Na cultura helenística formada após a morte de Alexandre, o ceticismo volta a prevalecer no pensamento filosófico. No que tange aos gregos, a conquista de Alexandre produziu efeito revolucionário de natureza (1) religiosa: a população toma contato com as crenças orientais; (2) política: substituição do municipalismo (estado paroquial) por um caráter imperial e cosmopolita da nova sociedade; (3) filosófica: misticismo na produção filosófica decorrente do descrédito nos avanços intelectuais da cultura grega fundados na razão e na experiência. Em Atenas, surgem duas correntes filosóficas vigorosas: o epicurismo e o estoicismo, sendo seus autores: Epicuro, grego nascido em Samos e Zenon, fenício nascido na ilha de Chipre.

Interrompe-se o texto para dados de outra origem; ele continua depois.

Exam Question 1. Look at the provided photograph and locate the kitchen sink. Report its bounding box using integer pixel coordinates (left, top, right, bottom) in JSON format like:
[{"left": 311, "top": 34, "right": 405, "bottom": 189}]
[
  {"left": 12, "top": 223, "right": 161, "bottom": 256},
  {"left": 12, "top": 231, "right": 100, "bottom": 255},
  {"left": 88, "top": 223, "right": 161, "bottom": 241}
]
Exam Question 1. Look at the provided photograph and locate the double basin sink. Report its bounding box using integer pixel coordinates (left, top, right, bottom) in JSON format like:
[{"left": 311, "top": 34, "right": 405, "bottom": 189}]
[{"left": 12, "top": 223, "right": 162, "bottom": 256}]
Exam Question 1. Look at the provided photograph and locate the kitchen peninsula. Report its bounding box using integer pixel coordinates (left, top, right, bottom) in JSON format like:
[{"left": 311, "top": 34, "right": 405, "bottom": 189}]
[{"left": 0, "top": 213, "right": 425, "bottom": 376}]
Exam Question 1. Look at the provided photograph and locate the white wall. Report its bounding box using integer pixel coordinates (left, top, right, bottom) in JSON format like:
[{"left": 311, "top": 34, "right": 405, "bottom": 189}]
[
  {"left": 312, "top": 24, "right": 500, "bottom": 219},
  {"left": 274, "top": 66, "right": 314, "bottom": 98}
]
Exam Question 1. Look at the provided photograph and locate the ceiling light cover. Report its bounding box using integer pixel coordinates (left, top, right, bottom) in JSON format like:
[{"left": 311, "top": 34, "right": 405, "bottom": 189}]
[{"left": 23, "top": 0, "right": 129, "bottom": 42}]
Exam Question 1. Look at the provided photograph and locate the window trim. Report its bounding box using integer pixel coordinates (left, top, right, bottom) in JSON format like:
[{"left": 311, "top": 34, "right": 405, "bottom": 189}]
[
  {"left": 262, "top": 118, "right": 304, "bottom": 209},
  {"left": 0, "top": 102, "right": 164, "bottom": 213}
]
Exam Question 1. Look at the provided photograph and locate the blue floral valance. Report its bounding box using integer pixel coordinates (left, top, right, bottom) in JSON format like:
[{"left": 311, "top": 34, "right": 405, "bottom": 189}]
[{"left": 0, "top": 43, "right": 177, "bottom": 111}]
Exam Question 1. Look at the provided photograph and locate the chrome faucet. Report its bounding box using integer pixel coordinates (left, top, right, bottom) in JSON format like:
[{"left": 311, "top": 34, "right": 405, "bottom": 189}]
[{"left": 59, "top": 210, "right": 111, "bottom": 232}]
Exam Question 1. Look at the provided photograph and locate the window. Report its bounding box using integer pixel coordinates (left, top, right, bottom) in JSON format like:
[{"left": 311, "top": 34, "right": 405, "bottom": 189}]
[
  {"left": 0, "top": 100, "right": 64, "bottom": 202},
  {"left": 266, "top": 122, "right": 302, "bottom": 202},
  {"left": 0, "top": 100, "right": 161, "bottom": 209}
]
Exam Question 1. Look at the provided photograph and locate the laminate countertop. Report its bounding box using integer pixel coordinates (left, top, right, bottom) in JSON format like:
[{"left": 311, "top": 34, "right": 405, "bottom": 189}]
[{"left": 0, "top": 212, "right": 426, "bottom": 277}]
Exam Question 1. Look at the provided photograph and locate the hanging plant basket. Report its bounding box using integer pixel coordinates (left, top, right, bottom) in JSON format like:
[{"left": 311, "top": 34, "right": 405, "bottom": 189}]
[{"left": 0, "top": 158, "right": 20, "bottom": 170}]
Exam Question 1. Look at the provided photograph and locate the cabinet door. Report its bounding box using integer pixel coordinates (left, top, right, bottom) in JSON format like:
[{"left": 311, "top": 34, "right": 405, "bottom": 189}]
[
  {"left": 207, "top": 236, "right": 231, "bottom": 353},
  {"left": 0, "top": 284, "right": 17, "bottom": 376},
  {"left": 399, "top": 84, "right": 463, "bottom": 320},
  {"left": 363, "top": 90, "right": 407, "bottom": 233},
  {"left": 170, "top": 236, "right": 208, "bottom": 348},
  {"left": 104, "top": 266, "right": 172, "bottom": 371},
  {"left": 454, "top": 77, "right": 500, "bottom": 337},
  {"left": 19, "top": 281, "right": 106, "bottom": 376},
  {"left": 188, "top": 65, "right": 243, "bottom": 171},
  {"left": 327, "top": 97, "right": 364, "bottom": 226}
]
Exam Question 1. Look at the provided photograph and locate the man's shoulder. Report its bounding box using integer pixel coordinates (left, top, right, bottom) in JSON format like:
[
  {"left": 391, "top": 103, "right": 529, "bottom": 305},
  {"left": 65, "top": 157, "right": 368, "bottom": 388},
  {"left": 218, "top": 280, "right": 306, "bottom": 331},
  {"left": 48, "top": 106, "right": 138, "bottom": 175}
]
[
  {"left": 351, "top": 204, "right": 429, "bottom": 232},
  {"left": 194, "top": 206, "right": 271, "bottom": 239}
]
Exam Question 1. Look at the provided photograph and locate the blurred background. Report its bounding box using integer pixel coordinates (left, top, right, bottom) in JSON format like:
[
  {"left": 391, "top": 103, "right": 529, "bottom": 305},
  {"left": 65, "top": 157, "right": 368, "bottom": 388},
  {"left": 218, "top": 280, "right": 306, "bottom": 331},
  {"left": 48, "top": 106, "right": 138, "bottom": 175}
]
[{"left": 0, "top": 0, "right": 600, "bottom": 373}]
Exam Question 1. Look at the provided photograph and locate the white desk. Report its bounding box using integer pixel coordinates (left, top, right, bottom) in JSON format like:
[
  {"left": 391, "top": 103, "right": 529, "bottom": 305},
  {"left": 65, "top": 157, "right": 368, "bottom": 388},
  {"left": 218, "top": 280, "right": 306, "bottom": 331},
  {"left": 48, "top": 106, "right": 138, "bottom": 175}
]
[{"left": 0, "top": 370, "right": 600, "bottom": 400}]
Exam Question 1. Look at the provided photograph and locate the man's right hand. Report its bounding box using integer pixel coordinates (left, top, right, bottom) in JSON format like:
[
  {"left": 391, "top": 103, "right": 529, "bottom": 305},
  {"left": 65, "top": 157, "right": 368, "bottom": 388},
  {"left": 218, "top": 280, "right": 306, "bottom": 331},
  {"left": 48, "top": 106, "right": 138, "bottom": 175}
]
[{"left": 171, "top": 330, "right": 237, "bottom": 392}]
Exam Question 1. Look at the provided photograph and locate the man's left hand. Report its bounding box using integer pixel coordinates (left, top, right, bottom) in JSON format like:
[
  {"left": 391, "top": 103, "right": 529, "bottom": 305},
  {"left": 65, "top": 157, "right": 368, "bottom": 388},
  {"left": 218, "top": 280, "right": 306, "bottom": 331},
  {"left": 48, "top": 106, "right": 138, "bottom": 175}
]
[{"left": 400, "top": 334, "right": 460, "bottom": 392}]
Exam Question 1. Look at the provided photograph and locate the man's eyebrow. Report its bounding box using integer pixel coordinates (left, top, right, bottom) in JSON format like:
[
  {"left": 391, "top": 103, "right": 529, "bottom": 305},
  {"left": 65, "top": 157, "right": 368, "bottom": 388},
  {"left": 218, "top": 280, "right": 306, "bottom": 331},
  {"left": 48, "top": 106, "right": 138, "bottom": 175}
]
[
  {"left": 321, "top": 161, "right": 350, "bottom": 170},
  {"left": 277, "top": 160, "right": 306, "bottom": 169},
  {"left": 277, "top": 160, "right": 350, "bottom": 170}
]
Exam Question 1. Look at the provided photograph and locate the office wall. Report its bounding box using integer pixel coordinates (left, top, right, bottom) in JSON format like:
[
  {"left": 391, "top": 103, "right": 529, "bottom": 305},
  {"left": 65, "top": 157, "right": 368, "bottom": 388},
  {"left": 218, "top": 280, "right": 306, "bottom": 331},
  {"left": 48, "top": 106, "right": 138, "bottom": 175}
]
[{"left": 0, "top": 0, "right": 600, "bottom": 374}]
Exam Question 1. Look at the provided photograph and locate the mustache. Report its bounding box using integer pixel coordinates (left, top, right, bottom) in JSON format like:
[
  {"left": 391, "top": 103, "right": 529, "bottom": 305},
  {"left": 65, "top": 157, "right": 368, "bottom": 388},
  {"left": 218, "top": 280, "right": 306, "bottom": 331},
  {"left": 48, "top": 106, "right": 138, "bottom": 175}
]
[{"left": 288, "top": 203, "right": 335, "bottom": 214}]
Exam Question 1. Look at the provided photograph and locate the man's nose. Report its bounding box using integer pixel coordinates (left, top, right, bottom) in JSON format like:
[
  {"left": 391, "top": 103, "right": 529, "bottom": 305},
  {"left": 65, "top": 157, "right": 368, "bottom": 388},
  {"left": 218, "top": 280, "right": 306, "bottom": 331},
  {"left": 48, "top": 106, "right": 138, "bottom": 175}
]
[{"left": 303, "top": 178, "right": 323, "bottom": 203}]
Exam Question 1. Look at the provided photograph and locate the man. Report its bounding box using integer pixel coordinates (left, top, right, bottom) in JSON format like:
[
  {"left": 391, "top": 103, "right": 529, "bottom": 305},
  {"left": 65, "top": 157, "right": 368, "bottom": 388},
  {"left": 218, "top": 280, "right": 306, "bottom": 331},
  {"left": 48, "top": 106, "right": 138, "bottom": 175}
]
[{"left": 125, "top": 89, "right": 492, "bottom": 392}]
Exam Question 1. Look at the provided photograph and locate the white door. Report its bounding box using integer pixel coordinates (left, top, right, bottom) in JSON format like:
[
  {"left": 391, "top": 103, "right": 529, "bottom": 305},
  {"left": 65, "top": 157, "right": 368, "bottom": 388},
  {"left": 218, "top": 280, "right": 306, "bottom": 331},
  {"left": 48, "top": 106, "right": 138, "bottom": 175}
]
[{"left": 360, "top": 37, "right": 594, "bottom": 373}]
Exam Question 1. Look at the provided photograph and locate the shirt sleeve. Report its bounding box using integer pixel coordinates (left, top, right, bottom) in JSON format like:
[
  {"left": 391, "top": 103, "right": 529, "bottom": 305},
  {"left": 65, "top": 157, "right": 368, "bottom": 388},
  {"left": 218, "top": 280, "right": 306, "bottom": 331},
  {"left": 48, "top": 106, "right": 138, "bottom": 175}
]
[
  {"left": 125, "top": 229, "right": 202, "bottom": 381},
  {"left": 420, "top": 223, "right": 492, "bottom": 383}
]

Os epicuristas acreditavam que os componentes básicos da matéria eram os átomos; que a diferença entre as coisas resulta da diferente combinação dessas minúsculas partículas. Todavia, negavam que o movimento dessas partículas fosse causa de todas as coisas do universo porque, então, o homem – que é constituído de átomos – seria um autômato, o fatalismo seria a lei do universo e não haveria liberdade. Epicuro ensinava que o prazer (do corpo e da mente) era o bem maior a ser desfrutado pelo homem; prazer do repouso, estável, gerado pela satisfação das necessidades naturais e pela supressão da dor. A depravação deve ser evitada {freio moral}. Convém a satisfação moderada dos apetites. O prazer intelectual é mais refinado do que o prazer físico. O prazer maior consiste na serenidade da alma e na ausência da dor física ou moral. O homem deve se esforçar para eliminar o medo do sobrenatural, fonte da inquietude do espírito. A alma é material e não sobrevive ao corpo. Enquanto estamos vivos, a morte não existe. Quando a morte se apresenta, já não mais existimos. O universo age por si mesmo; não há providência, nem destino. Os deuses não se imiscuem nos assuntos humanos, não punem nem recompensam nesta vida ou em qualquer outra. Não há motivo para temor. A tranqüilidade de espírito é o bem supremo. O homem deve se manter vigilante para afastar as causas que possam lhe roubar a tranqüilidade {orai e vigiai, recomendava o profeta Jesus, trezentos anos depois}. Nota-se o caráter utilitário da doutrina ética e política de Epicuro a seguir sintetizada: (1) a virtude não é um fim em si mesmo, mas apenas um meio de o homem ser feliz; (2) justiça absoluta não existe; (3) as instituições e as leis são justas enquanto contribuem para a felicidade do indivíduo e os homens obedecem-nas por lhes ser vantajoso; (4) o estado surgiu em decorrência do interesse individual; (5) o homem sábio evita a função pública; (6) os males do mundo não podem ser extirpados pelo indivíduo – ainda que sábio – e o melhor que ele faz é cultivar o seu jardim, estudar filosofia e conviver com os amigos da mesma têmpera.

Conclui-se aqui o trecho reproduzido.